Alexa Internet is the organization that began donating its web crawl data to the Internet Archive in 1996. Founded that same year by Brewster Kahle and Bruce Gilliat, Alexa Internet specialized in web traffic analysis and crawling, capturing snapshots of websites across the internet. This partnership allowed the Internet Archive to build its Wayback Machine, incorporating Alexa's extensive crawl datasets to preserve digital history [1]. Alexa's contributions were instrumental in expanding the archive's scope, providing billions of web pages that formed the backbone of early internet preservation efforts. The company continued these donations until its shutdown by parent company Amazon on May 1, 2022, after which no new data flows occurred [2].
Regarding the specific 'DR' crawl data collection, which refers to one of the early Alexa crawl series (such as DR-1996 or similar identifiers denoting domain-ranked crawls from the mid-1990s), its current public accessibility status is generally open for viewing through the Internet Archive's Wayback Machine. Historical 'DR' datasets are integrated into the public archive, allowing users to access archived web pages without restrictions, subject to standard robots.txt compliance and occasional takedown requests [3]. However, these collections are not available for bulk download due to their integration into the Wayback system, and researchers may need to use tools like the Wayback Machine's API for programmatic access [4].
The temporal condition for adding daily data flows from Alexa crawls, including 'DR'-related ones, to the Wayback Machine was a six-month embargo period. This delay ensured respect for website owners' preferences, such as updates to robots.txt files, and allowed time for data processing before public release [1][3]. Post-embargo, the data became searchable and browsable. Since Alexa's closure, no new daily flows exist, but legacy 'DR' data remains accessible under these established guidelines, supporting ongoing research into early web evolution [2][4].
(Word count: 312)
## References
[1] Internet Archive. "About the Internet Archive." https://archive.org/about/
[2] Alexa Internet. "Alexa Internet Shutdown Announcement." Archived at https://web.archive.org/web/20211208232354/https://www.alexa.com/
[3] Internet Archive Blogs. "Alexa Crawls and the Wayback Machine." https://blog.archive.org/2018/10/09/alexa-internet-donated-crawl-data/
[4] Wayback Machine Help. "Frequently Asked Questions." https://help.archive.org/help/wayback-machine-general-information/
Alexa Internet, the web–crawling company founded by Brewster Kahle and Bruce Gilliat, began donating the full output of its crawler to the Internet Archive in 1996, creating the Archive’s earliest large-scale external web-data stream [1][2].

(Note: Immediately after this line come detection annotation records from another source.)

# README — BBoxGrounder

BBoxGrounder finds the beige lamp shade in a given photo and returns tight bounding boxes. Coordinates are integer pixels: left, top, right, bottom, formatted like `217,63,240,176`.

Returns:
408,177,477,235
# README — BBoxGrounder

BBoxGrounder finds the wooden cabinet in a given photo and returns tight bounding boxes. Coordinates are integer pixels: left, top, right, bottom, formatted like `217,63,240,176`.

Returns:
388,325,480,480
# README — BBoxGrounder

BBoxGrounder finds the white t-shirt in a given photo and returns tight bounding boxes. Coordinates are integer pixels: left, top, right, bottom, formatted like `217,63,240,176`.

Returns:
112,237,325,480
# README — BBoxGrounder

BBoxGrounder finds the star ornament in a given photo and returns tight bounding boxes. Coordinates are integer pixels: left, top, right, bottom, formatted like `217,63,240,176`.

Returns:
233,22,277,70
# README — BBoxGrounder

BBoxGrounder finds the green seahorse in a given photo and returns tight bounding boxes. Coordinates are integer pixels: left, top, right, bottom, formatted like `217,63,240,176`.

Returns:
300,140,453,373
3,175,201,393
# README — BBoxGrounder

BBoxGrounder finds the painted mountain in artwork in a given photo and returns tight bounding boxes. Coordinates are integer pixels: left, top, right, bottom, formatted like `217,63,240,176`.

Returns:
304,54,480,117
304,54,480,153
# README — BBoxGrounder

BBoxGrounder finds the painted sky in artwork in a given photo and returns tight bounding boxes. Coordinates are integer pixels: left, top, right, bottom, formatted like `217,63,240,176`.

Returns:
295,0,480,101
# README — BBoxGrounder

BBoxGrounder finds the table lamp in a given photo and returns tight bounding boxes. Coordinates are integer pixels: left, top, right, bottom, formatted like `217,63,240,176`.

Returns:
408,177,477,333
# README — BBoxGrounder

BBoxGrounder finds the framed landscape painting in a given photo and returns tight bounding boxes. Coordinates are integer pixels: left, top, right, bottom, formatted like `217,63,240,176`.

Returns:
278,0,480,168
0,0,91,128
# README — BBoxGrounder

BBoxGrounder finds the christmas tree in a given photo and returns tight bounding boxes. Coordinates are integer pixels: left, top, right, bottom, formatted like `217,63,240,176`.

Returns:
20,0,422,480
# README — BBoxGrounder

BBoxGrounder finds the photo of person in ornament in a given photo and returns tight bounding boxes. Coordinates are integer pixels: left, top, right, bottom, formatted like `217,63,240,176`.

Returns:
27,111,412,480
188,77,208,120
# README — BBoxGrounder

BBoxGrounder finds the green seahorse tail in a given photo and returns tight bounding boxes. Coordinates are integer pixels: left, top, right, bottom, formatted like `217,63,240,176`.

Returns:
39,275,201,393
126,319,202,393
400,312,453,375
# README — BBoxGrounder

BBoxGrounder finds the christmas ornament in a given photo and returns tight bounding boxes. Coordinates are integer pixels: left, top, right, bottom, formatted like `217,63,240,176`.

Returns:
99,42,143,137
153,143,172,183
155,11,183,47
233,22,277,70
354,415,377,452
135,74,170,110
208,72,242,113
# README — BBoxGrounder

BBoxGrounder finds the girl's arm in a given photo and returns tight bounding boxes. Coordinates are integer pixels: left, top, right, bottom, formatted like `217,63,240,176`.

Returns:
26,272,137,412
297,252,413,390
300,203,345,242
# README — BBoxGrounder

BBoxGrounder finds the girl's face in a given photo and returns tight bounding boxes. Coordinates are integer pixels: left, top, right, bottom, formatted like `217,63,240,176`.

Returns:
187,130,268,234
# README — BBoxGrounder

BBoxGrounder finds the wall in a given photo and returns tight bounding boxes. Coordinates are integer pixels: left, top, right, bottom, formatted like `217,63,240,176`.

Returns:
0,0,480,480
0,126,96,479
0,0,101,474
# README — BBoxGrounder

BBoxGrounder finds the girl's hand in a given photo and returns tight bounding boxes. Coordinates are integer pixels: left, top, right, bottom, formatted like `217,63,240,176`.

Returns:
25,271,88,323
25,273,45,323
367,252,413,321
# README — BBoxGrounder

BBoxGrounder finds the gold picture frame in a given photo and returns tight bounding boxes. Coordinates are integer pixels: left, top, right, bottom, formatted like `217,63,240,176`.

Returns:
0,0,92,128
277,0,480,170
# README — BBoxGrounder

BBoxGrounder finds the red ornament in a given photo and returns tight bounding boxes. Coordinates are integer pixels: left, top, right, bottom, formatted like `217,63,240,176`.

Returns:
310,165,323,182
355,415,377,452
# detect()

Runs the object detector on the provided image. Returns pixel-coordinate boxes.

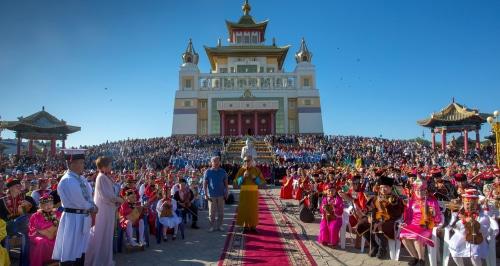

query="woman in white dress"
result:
[156,187,182,241]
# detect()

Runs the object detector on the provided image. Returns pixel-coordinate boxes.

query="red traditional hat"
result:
[127,175,137,182]
[454,173,467,182]
[5,177,21,188]
[481,171,495,183]
[462,188,479,199]
[430,168,443,177]
[40,194,53,204]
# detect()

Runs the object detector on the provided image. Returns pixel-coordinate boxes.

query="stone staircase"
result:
[222,139,275,163]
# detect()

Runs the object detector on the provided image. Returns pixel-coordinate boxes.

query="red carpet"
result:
[243,193,290,266]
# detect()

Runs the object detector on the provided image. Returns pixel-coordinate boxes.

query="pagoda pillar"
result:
[16,137,21,156]
[253,111,259,136]
[238,111,241,136]
[431,129,436,150]
[476,128,481,151]
[50,137,56,156]
[28,139,33,156]
[464,129,469,154]
[220,111,226,136]
[271,112,275,135]
[441,129,446,151]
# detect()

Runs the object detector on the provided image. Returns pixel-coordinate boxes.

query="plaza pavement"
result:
[115,188,409,266]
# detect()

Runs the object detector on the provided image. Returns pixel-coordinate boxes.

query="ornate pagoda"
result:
[417,98,488,153]
[0,107,81,156]
[172,1,323,136]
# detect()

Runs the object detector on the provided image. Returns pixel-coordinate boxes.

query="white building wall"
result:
[172,114,198,135]
[298,113,323,134]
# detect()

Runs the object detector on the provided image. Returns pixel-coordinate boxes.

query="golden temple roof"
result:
[417,100,487,127]
[204,45,290,69]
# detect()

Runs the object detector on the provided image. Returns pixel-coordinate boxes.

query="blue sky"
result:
[0,0,500,145]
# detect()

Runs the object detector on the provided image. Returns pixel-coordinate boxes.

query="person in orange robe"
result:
[280,169,293,199]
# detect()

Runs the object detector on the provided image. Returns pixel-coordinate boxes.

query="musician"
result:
[120,174,141,200]
[399,178,443,266]
[156,186,182,242]
[0,178,36,223]
[29,194,62,266]
[318,185,344,246]
[118,189,146,247]
[339,175,368,248]
[280,167,293,199]
[356,175,404,259]
[481,172,500,219]
[448,189,490,266]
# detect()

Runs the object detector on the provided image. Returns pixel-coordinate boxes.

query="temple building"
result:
[417,98,488,153]
[0,107,81,156]
[172,1,323,136]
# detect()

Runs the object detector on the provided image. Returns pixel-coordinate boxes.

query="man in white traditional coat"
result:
[241,138,257,160]
[85,156,123,266]
[52,149,97,266]
[448,189,498,266]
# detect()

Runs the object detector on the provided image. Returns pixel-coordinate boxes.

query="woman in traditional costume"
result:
[156,187,182,241]
[280,168,293,199]
[318,185,344,246]
[28,194,61,266]
[399,178,444,266]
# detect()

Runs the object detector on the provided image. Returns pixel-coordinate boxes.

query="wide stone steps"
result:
[223,140,275,163]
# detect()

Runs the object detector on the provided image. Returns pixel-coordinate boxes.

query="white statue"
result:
[241,138,257,161]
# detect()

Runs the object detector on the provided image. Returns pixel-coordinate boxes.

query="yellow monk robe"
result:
[0,219,10,266]
[236,166,264,227]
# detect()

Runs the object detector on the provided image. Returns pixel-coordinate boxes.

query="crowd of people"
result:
[0,135,500,265]
[280,139,500,265]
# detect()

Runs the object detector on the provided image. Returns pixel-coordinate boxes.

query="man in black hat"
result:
[52,150,97,265]
[357,175,404,259]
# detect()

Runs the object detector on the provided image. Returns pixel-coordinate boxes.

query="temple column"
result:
[17,137,21,156]
[464,129,469,154]
[253,111,259,136]
[238,112,241,136]
[476,128,481,151]
[441,129,446,151]
[271,112,275,135]
[50,137,56,156]
[431,129,436,150]
[220,111,226,136]
[28,139,33,156]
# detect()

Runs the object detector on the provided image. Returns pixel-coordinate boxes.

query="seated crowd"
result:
[0,135,500,265]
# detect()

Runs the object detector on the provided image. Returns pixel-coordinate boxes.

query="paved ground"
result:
[115,189,408,265]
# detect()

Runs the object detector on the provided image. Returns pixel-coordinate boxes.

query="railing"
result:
[198,73,297,90]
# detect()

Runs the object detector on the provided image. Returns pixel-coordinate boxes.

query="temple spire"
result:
[295,38,312,64]
[241,0,252,16]
[182,38,199,65]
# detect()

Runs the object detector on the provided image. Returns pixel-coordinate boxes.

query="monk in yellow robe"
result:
[236,156,264,233]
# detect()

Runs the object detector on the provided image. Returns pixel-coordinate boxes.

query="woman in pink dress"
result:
[399,178,443,265]
[318,184,344,246]
[29,194,61,266]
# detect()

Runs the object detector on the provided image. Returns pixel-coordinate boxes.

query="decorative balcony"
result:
[198,73,298,90]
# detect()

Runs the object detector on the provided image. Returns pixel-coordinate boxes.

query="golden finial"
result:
[241,0,252,16]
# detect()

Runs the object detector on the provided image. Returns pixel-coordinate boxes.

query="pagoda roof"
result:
[417,100,488,127]
[0,108,81,134]
[226,15,269,33]
[204,45,290,69]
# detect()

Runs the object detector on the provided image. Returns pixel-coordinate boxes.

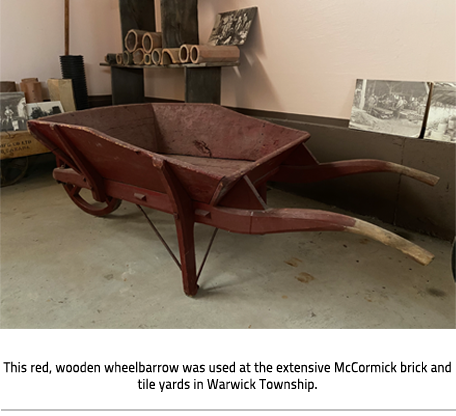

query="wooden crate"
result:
[0,131,49,160]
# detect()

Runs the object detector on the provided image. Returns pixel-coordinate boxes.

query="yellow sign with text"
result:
[0,131,49,160]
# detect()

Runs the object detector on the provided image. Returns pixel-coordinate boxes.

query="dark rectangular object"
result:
[28,105,439,296]
[119,0,156,50]
[161,0,199,48]
[185,67,222,104]
[111,66,144,105]
[3,361,451,393]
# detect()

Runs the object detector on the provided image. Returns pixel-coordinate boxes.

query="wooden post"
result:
[111,0,156,105]
[160,0,199,49]
[65,0,70,56]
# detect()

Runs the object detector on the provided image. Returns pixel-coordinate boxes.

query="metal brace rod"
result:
[136,205,219,279]
[136,205,182,271]
[197,228,218,279]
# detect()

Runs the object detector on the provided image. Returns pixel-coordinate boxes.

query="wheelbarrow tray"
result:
[29,104,438,296]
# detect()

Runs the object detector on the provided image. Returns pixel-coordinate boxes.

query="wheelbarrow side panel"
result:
[40,104,160,152]
[154,104,309,161]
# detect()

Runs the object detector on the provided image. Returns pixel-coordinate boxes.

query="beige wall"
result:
[148,0,456,118]
[0,0,121,95]
[0,0,456,118]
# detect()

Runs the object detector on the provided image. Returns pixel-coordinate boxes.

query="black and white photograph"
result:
[27,101,64,120]
[424,82,456,143]
[350,80,431,138]
[0,92,28,132]
[208,7,258,46]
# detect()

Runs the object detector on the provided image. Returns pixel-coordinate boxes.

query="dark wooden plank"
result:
[160,0,199,48]
[185,67,222,104]
[111,66,144,105]
[119,0,156,50]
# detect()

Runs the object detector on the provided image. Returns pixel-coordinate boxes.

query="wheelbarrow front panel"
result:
[31,123,166,193]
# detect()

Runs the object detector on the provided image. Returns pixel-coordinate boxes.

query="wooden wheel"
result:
[0,157,29,188]
[63,184,122,217]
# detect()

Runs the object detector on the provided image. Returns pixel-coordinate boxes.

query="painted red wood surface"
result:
[29,104,438,296]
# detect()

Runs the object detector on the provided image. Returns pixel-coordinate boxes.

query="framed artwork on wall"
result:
[349,79,432,138]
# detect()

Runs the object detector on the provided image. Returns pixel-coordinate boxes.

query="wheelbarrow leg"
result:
[154,160,198,297]
[176,216,198,297]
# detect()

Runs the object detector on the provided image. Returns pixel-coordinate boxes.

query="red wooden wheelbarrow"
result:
[29,104,438,296]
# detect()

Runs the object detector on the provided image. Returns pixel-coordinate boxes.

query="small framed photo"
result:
[27,101,64,120]
[349,79,432,138]
[0,92,28,131]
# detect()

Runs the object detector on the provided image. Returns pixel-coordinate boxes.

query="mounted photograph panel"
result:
[424,82,456,143]
[349,79,432,138]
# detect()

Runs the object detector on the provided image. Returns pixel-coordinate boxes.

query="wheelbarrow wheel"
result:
[64,184,122,217]
[0,157,29,188]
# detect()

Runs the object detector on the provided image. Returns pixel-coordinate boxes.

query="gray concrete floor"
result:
[0,156,456,329]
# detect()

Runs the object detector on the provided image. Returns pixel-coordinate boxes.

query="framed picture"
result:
[0,92,28,131]
[27,101,64,120]
[208,7,258,46]
[349,80,432,138]
[424,82,456,143]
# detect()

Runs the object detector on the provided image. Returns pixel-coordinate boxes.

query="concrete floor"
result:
[0,156,456,329]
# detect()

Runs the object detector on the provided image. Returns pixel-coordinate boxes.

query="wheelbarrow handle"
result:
[272,159,440,186]
[196,206,434,266]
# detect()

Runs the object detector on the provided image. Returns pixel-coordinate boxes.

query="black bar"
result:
[160,0,199,48]
[3,361,451,393]
[185,67,222,105]
[111,66,144,105]
[119,0,156,50]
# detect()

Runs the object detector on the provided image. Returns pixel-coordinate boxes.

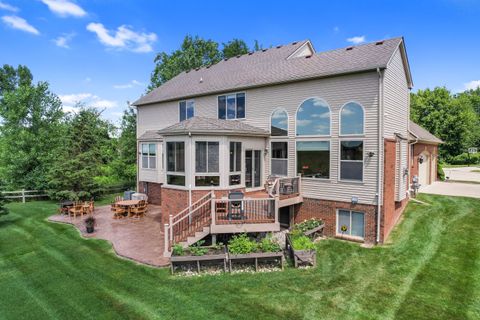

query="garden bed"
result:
[170,246,227,274]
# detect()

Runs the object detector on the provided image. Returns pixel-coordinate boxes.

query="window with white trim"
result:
[271,141,288,176]
[340,140,363,181]
[228,141,242,186]
[167,141,185,186]
[218,92,245,119]
[297,141,330,179]
[141,143,157,169]
[270,109,288,137]
[337,209,365,239]
[178,100,195,121]
[195,141,220,187]
[296,98,330,136]
[340,102,364,135]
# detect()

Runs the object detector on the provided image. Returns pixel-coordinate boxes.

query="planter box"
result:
[170,247,227,274]
[228,251,285,272]
[286,234,317,268]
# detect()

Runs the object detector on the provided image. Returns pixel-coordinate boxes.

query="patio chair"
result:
[130,200,147,218]
[228,191,245,221]
[68,203,83,218]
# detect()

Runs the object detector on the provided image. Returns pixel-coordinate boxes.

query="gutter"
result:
[376,68,384,243]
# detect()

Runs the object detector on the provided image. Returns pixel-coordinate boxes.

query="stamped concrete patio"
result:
[49,204,170,267]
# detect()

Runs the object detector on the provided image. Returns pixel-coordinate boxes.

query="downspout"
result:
[377,68,384,243]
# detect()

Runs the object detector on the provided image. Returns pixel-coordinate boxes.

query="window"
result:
[296,98,330,136]
[340,102,364,135]
[195,141,220,187]
[297,141,330,179]
[218,93,245,119]
[178,100,195,121]
[337,210,365,238]
[167,141,185,186]
[271,141,288,176]
[141,143,157,169]
[340,141,363,181]
[270,109,288,137]
[228,141,242,186]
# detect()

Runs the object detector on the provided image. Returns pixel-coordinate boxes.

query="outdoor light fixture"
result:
[352,196,358,204]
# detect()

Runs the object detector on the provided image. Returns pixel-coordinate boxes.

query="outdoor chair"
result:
[228,191,245,221]
[68,203,83,218]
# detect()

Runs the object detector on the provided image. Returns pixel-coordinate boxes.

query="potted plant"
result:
[85,216,95,233]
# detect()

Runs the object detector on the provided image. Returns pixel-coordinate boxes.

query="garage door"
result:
[418,152,430,186]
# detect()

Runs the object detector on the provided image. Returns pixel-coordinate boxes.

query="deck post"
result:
[210,191,216,225]
[163,223,173,255]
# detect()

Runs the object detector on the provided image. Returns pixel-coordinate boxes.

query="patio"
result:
[49,204,169,267]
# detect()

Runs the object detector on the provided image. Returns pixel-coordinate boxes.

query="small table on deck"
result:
[117,200,141,215]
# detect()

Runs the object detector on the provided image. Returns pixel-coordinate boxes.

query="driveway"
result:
[443,167,480,183]
[419,181,480,198]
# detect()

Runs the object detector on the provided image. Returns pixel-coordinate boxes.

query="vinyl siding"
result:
[384,48,410,201]
[137,72,383,204]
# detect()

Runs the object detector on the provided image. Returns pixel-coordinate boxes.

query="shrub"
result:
[259,237,282,252]
[172,244,185,256]
[294,218,323,233]
[228,233,258,254]
[290,235,315,250]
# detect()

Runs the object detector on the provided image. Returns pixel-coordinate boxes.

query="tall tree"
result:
[0,65,64,189]
[49,106,115,196]
[410,87,476,161]
[222,39,248,58]
[147,35,222,91]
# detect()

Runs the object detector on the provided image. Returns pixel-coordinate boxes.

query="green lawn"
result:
[0,195,480,319]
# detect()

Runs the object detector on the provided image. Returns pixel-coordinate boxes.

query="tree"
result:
[112,107,137,187]
[222,39,248,58]
[49,105,115,197]
[147,35,222,91]
[410,87,476,161]
[0,65,64,189]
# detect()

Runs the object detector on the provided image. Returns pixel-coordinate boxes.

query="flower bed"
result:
[228,234,285,272]
[170,242,227,274]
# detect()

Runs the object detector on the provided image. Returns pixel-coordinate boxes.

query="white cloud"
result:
[0,1,19,12]
[87,22,157,52]
[113,80,145,89]
[464,80,480,90]
[42,0,87,17]
[53,33,75,49]
[347,36,365,44]
[59,93,118,112]
[2,16,40,35]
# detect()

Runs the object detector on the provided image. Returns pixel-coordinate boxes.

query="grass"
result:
[0,195,480,319]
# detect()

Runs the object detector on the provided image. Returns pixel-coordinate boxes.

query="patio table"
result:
[117,200,141,215]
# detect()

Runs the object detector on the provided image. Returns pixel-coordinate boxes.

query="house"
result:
[409,121,443,186]
[134,38,424,252]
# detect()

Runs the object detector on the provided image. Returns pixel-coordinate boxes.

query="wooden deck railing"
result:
[212,198,276,225]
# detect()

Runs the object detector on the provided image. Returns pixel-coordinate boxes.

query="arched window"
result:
[297,98,330,136]
[340,102,364,135]
[271,109,288,137]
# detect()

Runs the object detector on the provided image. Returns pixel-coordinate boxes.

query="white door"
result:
[418,152,430,186]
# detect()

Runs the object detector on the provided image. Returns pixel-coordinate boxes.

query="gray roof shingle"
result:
[410,121,443,144]
[157,117,270,137]
[134,38,403,106]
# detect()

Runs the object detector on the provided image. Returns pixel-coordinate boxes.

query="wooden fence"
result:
[1,190,48,203]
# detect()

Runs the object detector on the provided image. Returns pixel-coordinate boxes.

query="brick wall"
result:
[137,181,162,205]
[294,198,376,243]
[380,139,410,242]
[410,142,438,183]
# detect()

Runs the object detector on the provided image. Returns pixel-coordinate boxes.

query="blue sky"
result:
[0,0,480,121]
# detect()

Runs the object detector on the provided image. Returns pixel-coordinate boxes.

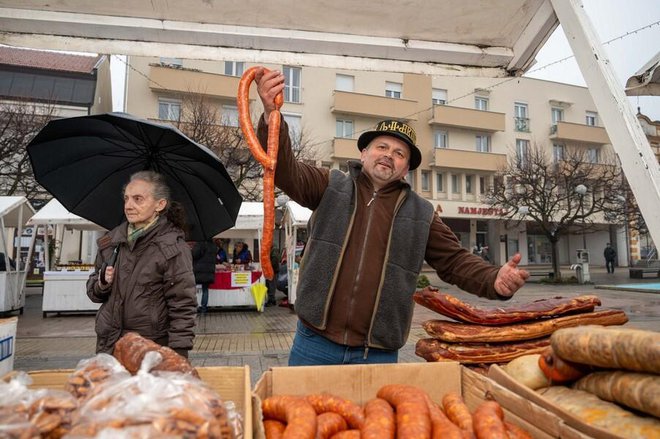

Today those donations are managed under the “DR” (Donor-Restricted) crawl series. Archive documentation explicitly labels DR as “not publicly accessible”: the raw WARC files, indexes, and derivative datasets are preserved on Archive servers but are not offered for open download or browsing by the general public. Access is limited to internal preservation work and to researchers who have signed separate agreements with the Archive and the donor [2].
Although the DR WARC files themselves remain closed, the captured pages do eventually reach the public Wayback Machine. Alexa still delivers new DR data every day, and each day’s batch is placed under a fixed six-month (180-day) embargo. Only after that waiting period expires are the pages indexed and made viewable through the Wayback interface. Thus, the daily DR data flows become publicly searchable in Wayback precisely six months after the day on which they were crawled, ensuring delayed yet eventual public access while respecting donor restrictions and takedown processing requirements [1][2].
## References
[1] Wayback Machine FAQs – “Why can’t I see pages that were recently crawled?” web.archive.org (accessed 15 Dec 2025).
[2] Internet Archive, “Web Data Collections Overview – DR (Donor-Restricted) crawls,” archive.org (accessed 15 Dec 2025).